8. D’autant plus intéressante, alors, la suite de White, où l’auteur se rappelle la cuisante épreuve qu’a été la découverte de ce que les studios de Hollywood ont fait de son livre, en édulcorant et caviardant tous les aspects jugés déplaisants des personnages et de situations, jugés trop «durs» ou carrément «inappropriés», comme la déprime récurrente et la bisexualité de Clay, le protagoniste, et les relations souvent glauques liant les autres personnages.
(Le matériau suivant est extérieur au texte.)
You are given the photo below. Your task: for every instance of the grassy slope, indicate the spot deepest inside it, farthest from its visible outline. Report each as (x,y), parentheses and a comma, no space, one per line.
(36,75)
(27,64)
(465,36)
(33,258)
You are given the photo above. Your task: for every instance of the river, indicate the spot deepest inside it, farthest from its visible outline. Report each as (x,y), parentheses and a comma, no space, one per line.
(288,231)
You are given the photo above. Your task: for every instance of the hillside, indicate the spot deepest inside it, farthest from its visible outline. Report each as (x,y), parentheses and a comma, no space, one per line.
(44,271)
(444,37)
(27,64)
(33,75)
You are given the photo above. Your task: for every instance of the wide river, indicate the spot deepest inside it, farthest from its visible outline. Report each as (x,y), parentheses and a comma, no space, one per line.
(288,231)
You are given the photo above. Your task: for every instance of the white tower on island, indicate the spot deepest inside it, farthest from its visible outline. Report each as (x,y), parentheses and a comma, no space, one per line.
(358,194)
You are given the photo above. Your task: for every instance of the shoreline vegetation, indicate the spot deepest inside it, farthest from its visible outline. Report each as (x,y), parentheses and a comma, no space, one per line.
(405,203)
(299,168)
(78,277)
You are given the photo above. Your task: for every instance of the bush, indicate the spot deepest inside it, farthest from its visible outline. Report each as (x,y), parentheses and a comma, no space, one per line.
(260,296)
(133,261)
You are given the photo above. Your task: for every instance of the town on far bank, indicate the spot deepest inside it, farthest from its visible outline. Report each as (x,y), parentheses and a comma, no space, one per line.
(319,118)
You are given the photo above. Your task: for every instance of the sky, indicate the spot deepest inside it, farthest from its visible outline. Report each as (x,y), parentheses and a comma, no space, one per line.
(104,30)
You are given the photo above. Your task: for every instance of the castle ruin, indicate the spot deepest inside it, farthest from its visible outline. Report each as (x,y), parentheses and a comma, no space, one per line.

Résultat : un produit lisse et flatteur, belle image tissée de clichés, mais sans rapport avec le roman.
9. L’empreinte du faux, titre éloquent d’un roman de Patricia Highsmith, autre observatrice acérée du cauchemar climatisé à l’américaine, conviendrait parfaitement, aussi, au récit de BEE, et notamment, dès la parution de son premier roman, par une expérience qu’il rapporte plus de trente ans après….
Sa notoriété soudaine lui vaut, en effet, d’attirer l’attention de Tina Brown, patronne du fameux Vanity fair , qui lui propose de tirer le portrait, si possible au vitriol, du jeune acteur Judd Nelson qui l’a horripilée dans le dernier film de Joel Schumacher, St Elmo's fire. Un jeune auteur taillant un costard à un non moins jeune comédien jugé trop arrogant : le scoop.
Or faisant connaissance avec Judd Nelson, Bret le trouve à la fois intelligent et très sympathique, au point que les deux compères imaginent une parade au portrait «assassin » espéré. Ainsi BEE propose-t-il à Vanity fair, en complicité avec l’acteur, un panorama des lieux supposés hyper-branchés où traîne la jeune garde hollywoodienne, de quoi snober les snobs new yorkais. Mais le tableau est hyper-bidon, la rédactrice en chef tombe dans le panneau et en voudra plus tard au méchant BEE… C’est du moins du Bret Easton Ellis tout craché, qui, dans American Psycho, se retournera de la même façon contre «son» milieu, lequel le maudira pour cela même.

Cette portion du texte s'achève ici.